I love the fact that people at my workplace come and ask *me* when their computers screw themselves up. Of course, we have an MIS department (of which I am *not* an employee), but waiting for them can sometime take an eternity.
So, when a co-worker asks me, "Have you ever heard of Vundo-1?" my interest was piqued. Quick Google, looks like a typical spyware, and of course I volunteered to see if I could help him get rid of it. Not like I had much better to do, considering that my project is at least two weeks behind due to a production backlog.
The antivirus suite knew that gebbywt.dll was the guilty party. Tried a Vundo remover utility - cannot delete. Cannot delete after reboot. Lovely.

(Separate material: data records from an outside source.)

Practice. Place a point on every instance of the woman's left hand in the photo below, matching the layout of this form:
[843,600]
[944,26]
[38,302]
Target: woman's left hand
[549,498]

Can we just delete it? Nope, locked. Who's using it? Fire up Process Explorer. Hmm, hooked Explorer twice, and Winlogon. Winlogon? Ohboy.
Fire up Autoruns and Regedit, try to delete all obvious references to it and reboot. Still there.

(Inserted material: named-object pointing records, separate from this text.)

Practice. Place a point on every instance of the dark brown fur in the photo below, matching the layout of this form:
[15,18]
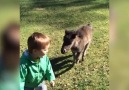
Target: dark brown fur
[78,41]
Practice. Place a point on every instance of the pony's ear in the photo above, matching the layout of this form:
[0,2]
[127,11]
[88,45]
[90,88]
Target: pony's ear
[74,34]
[66,31]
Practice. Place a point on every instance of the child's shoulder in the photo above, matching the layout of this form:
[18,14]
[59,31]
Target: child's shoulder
[45,58]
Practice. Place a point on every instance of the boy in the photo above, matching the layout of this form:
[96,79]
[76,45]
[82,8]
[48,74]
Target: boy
[35,66]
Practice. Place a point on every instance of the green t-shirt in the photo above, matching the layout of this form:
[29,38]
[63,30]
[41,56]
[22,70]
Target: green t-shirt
[33,73]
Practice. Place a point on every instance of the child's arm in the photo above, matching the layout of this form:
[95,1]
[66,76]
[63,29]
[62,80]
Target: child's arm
[49,73]
[23,73]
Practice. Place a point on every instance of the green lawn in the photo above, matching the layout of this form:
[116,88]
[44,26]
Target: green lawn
[52,17]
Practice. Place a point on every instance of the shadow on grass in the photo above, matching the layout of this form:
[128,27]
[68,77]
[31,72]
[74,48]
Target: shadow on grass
[58,16]
[61,65]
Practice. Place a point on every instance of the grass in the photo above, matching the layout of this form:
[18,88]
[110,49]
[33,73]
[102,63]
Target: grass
[52,17]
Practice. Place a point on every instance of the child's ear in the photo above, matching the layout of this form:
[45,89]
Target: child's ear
[34,51]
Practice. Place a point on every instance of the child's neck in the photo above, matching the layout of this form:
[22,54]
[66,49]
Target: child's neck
[34,57]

Try to boot into Recovery Console. Recovery Console is not installed, and cannot be installed since we only have XPSP1 CDs and the machines are all up to XPSP2 now. Great.
Safe mode - pointless, since the user cannot remember his local password (and Winlogon is loaded anyway).
Googled some more, found a CLI-based utility called 'Trinity Rescue CD'. Grabbed the ISO, burned it, booted up the infected PC with it. OK, how to mount the NTFS drives?
Bingo. Browse to \Windows\SYSTEM32 and nuke the offending gebbywt.dll. Reboot, and all is blissful.
I'm now seriously considering getting a small pen drive just to keep this disk close to me. It's great for this sort of work. Highly recommended.